Jun 12 2014
Scientists at EPFL have invented a molecule that can easily and quickly show how much drug is in a patient’s system. The molecule, now the basis of a start-up company, is expected to enable point-of-care therapeutic drug monitoring.
Monitoring the drug concentration in patients is critical for effective treatment, especially in cases of cancer, heart disease, epilepsy and immunosuppression after organ transplants. However, current methods are expensive, time-consuming, and require dedicated personnel and infrastructure away from the patient. Publishing in Nature Chemical Biology, scientists at EPFL introduce novel light-emitting sensor proteins that can quickly and simply show how much drug is in a patient’s bloodstream by changing the color of their light. The method is so simple that it could be used by patients themselves.
A new molecule enables quick drug dose monitoring
Effective drug treatment relies on balancing the efficiency and toxicity of the drug, which lies at the core of personalized medicine. But as each patient differs from another, this requires constant monitoring in order to best customize drug dosage and prevent side-effects or even poisoning. Current drug-monitoring methods rely on techniques that require specialized personnel and expensive devices, and have to be carried out in diagnostic labs away from the patient’s point-of-care. Developing quick, low-cost methods could improve drug therapy at the patient’s bedside or home, especially in areas with poor medical infrastructure.
A new molecule for monitoring drug concentration
Kai Johnsson’s team at EPFL has developed a novel biosensor molecule that can quickly and accurately measure drug concentration in a patient’s system without requiring anything more complicated than a regular digital camera. The molecule is the result of innovative protein engineering and organic chemistry, and has been shown to work on a range of common drugs for cancer, epilepsy and immunosuppression.
The sensor molecule works by binding the drug circulating in the patient’s bloodstream and changing color accordingly. The molecule itself is made up of four components. One component is a receptor protein, which can bind the molecules of the target drug. The second component is a small molecule similar to the target drug, which can bind the drug receptor. The third component is a light-producing enzyme called luciferase, and the fourth is a fluorophore molecule that can modify the color of the luciferase’s light when it comes close to it.

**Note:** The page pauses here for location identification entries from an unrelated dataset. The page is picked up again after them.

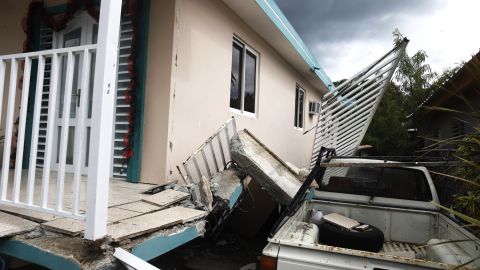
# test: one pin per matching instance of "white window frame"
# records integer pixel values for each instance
(297, 108)
(246, 48)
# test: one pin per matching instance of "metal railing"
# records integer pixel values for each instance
(212, 156)
(347, 112)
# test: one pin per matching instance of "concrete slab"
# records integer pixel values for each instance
(166, 197)
(11, 225)
(150, 222)
(116, 214)
(264, 167)
(68, 226)
(224, 184)
(36, 216)
(140, 207)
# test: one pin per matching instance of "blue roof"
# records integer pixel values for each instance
(272, 10)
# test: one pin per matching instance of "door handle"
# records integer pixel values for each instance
(78, 95)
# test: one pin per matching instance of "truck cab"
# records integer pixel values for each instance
(399, 201)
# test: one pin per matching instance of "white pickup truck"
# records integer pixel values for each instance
(395, 200)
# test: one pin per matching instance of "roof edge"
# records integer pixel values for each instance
(271, 9)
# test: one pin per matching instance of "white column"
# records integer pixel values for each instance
(102, 119)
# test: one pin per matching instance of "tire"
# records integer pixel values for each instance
(369, 240)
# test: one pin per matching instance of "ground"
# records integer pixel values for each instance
(229, 251)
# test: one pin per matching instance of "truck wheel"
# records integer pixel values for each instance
(368, 240)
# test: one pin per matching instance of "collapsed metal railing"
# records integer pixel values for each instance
(347, 112)
(214, 155)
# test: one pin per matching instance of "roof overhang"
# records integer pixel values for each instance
(266, 18)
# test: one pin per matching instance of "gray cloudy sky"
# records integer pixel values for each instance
(346, 35)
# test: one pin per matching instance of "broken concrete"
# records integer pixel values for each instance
(224, 184)
(206, 196)
(264, 167)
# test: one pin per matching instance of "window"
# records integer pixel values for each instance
(243, 84)
(299, 101)
(397, 183)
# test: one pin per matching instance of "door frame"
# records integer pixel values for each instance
(86, 23)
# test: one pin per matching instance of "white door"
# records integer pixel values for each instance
(80, 31)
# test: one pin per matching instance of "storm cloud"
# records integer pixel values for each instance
(346, 35)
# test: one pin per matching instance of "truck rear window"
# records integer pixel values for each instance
(397, 183)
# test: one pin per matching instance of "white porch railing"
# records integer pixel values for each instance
(212, 156)
(38, 60)
(24, 191)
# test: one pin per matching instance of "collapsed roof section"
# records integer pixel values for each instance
(347, 112)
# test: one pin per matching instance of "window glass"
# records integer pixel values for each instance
(236, 79)
(250, 79)
(243, 81)
(299, 106)
(397, 183)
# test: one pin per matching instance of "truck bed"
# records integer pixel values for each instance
(398, 249)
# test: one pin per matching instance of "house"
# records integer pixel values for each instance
(460, 93)
(96, 95)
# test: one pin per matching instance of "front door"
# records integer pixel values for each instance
(80, 31)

When there is no drug around, the receptor and the drug-like molecule bind together. This brings the fluorophore close to the luciferase enzyme, and the system produces a red light. But in the presence of drug, e.g. in the blood of a patient, the drug molecules bind the receptor more efficiently and therefore “push” the drug-like molecule off it. The whole sensor molecule system opens up, taking the fluorophore away from the luciferase. As a result, the emitted light turns gradually from red to blue in proportion to the concentration of the drug.
The doctor or the patient can record the signal very easily by putting a drop of sample, e.g. blood, onto a piece of paper, placing it in a dark box and photographing it with a conventional camera. The photograph can then be analyzed by color-measuring software to generate an average measurement. By comparing this measurement to a standard drug-concentration curve, it is easy to calculate the drug concentration in a sample or a patient’s bloodstream. The sensor molecule can be used with virtually any kind of drug, as it simply requires changing the receptor protein on one end and the drug-like molecule on the other.

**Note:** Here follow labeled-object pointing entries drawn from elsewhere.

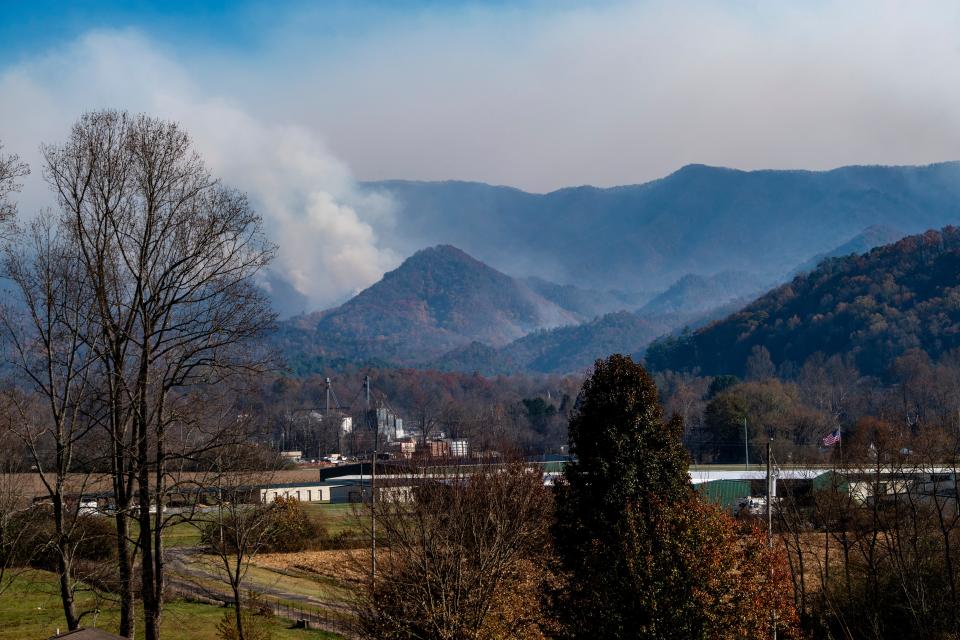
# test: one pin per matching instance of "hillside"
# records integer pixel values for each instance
(873, 307)
(438, 299)
(699, 219)
(873, 236)
(569, 349)
(696, 294)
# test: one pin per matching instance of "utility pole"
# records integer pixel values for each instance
(771, 492)
(326, 416)
(373, 486)
(746, 445)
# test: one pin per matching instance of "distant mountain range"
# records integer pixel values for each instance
(600, 270)
(442, 309)
(702, 220)
(873, 236)
(871, 307)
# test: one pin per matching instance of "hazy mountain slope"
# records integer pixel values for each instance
(873, 307)
(697, 220)
(873, 236)
(696, 294)
(438, 299)
(586, 302)
(561, 350)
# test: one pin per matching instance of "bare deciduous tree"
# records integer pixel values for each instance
(465, 558)
(46, 330)
(170, 255)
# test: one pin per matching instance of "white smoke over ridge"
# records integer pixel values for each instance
(325, 227)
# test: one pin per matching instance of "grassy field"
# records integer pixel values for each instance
(336, 518)
(30, 608)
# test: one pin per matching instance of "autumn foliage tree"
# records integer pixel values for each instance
(643, 557)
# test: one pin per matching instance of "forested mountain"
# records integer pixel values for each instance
(872, 307)
(438, 299)
(697, 294)
(443, 309)
(569, 349)
(587, 302)
(873, 236)
(697, 220)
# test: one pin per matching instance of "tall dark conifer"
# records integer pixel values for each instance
(643, 557)
(628, 460)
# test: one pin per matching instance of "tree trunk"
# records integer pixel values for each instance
(125, 571)
(151, 609)
(66, 593)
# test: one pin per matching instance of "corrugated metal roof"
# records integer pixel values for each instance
(724, 493)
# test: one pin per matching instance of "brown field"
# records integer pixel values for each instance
(343, 565)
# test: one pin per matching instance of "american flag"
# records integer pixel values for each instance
(831, 438)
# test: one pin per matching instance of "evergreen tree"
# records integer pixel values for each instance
(642, 555)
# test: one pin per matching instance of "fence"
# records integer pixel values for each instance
(336, 620)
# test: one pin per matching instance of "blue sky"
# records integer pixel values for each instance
(295, 102)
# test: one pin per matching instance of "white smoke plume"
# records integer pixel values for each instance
(324, 226)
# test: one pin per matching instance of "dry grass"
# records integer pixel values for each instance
(342, 565)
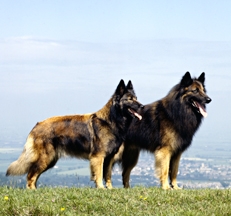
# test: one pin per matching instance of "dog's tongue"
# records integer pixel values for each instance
(202, 110)
(138, 115)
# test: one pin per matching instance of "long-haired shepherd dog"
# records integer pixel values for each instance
(167, 129)
(90, 136)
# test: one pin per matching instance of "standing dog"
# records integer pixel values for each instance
(167, 129)
(90, 136)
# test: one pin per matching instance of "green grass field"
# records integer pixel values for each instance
(135, 201)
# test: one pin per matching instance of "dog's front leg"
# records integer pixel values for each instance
(173, 170)
(96, 166)
(162, 161)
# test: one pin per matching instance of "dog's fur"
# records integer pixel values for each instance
(167, 129)
(90, 136)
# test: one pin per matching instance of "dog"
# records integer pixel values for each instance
(166, 130)
(90, 136)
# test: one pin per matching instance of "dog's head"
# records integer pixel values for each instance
(194, 93)
(125, 98)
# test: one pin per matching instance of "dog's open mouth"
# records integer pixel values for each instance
(200, 108)
(135, 113)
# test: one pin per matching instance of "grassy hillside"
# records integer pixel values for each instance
(135, 201)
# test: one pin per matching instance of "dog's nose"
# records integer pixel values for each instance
(208, 100)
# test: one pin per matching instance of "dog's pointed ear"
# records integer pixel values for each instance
(120, 88)
(186, 80)
(129, 85)
(201, 78)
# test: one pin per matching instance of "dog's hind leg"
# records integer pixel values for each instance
(43, 163)
(96, 166)
(173, 170)
(107, 172)
(162, 161)
(129, 160)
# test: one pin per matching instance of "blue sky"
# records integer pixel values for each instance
(65, 57)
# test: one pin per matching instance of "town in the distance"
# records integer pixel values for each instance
(208, 166)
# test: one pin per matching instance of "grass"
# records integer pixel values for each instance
(135, 201)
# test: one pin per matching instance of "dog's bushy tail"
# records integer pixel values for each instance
(22, 165)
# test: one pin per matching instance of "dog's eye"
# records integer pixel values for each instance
(195, 90)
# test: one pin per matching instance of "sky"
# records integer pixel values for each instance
(67, 57)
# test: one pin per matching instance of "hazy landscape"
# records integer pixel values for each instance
(63, 58)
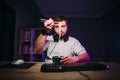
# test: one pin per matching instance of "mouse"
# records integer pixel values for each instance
(17, 62)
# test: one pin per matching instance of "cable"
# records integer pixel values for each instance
(86, 76)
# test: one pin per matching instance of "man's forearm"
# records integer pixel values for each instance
(83, 57)
(39, 43)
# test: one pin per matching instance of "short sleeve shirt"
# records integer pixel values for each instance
(61, 48)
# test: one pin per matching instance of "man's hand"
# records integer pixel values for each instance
(69, 59)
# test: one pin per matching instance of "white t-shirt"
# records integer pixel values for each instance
(62, 48)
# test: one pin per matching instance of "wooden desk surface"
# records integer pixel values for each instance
(33, 73)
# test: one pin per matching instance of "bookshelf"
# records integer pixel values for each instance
(27, 38)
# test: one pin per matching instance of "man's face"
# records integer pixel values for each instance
(61, 28)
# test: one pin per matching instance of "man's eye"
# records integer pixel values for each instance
(63, 26)
(56, 26)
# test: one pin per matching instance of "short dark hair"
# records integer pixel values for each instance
(60, 18)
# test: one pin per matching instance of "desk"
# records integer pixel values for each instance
(33, 73)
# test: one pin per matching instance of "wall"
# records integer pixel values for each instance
(112, 34)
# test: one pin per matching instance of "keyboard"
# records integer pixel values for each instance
(86, 66)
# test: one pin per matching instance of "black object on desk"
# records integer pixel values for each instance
(87, 66)
(21, 66)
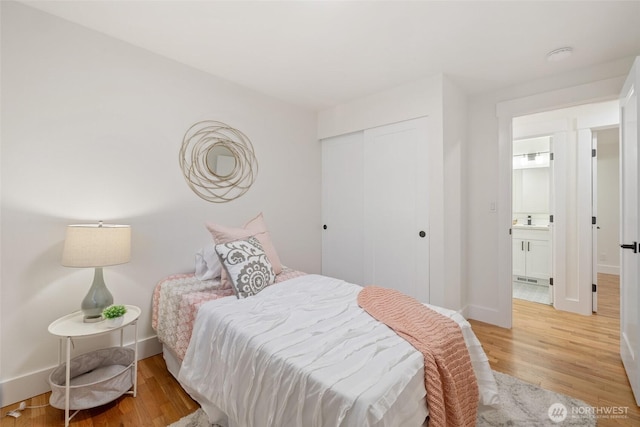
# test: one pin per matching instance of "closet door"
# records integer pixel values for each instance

Successfully tested against anti-cancer and other drugs
The EPFL scientists have called their new class of biosensors “LUCiferase-based Indicators of Drugs”, or LUCIDs. To test their versatility, they developed LUCIDs against six commercially available drugs, including three immunosuppressants, one anti-epileptic, one anti-arrhythmic, and one anti-cancer drug. The drugs were successfully tested in vitro, and the anti-cancer one was also tested against actual human blood-plasma samples. The signal from all six LUCIDs was shown to be accurate and very stable, lasting for more than 10 minutes.

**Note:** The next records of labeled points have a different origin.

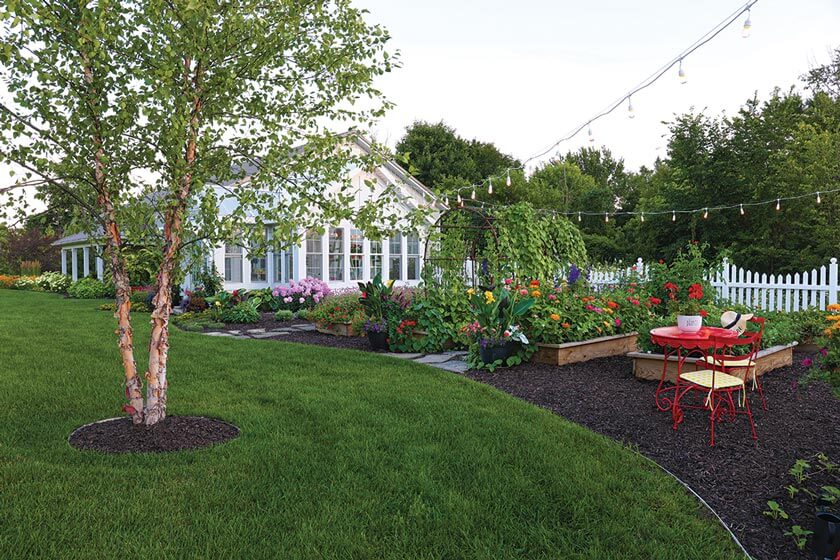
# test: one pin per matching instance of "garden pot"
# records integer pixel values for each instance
(504, 351)
(689, 323)
(378, 340)
(826, 543)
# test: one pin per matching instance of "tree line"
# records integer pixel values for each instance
(784, 146)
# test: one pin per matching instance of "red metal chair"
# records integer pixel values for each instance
(718, 385)
(746, 362)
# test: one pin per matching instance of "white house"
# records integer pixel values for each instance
(341, 255)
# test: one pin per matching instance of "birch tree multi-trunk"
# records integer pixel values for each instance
(191, 93)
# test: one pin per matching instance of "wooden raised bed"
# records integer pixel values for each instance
(649, 366)
(571, 352)
(338, 329)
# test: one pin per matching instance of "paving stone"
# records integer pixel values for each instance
(434, 359)
(456, 366)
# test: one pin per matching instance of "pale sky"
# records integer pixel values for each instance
(522, 74)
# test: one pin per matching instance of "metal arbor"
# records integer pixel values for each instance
(462, 247)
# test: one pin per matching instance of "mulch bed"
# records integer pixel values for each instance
(174, 433)
(738, 475)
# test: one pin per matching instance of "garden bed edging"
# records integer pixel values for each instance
(581, 351)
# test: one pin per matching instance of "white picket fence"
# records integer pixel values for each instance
(790, 292)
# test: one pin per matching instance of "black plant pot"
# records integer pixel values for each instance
(378, 340)
(826, 543)
(491, 354)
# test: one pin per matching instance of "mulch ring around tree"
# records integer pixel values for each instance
(736, 477)
(174, 433)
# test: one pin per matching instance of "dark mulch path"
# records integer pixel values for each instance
(737, 476)
(175, 433)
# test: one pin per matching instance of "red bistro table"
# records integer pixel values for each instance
(683, 344)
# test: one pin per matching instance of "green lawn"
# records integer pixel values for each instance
(342, 454)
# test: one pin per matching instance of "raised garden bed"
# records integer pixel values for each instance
(649, 366)
(338, 329)
(571, 352)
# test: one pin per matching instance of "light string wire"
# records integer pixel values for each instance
(644, 84)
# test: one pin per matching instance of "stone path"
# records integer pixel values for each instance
(451, 360)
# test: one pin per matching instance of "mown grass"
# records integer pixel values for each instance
(342, 454)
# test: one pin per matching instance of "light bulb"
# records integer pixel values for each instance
(747, 29)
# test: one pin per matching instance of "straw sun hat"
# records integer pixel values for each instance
(735, 321)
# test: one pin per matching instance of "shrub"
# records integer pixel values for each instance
(30, 268)
(54, 282)
(87, 288)
(197, 304)
(284, 315)
(25, 283)
(344, 308)
(243, 312)
(305, 294)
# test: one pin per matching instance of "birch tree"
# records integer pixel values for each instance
(196, 93)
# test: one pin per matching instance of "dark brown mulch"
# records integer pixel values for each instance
(738, 475)
(174, 433)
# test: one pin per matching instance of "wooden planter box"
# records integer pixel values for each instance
(338, 329)
(649, 366)
(571, 352)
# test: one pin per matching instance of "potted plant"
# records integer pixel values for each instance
(688, 308)
(376, 300)
(496, 327)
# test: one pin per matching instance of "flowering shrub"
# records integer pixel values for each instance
(54, 282)
(340, 308)
(304, 294)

“This system is a cheap, effective solution for customizing drug dosage in patients across a whole array of diseases”, says Rudolf Griss, one of the authors. The successful achievement has encouraged him and co-author Alberto Schena to develop a start-up company in order to streamline and commercialize the innovation. “We envision a simple, hand-held detector where the patient can take a pin-prick of blood and can have an immediate reading of free drug concentration in their system – much like diabetics do now for blood glucose.”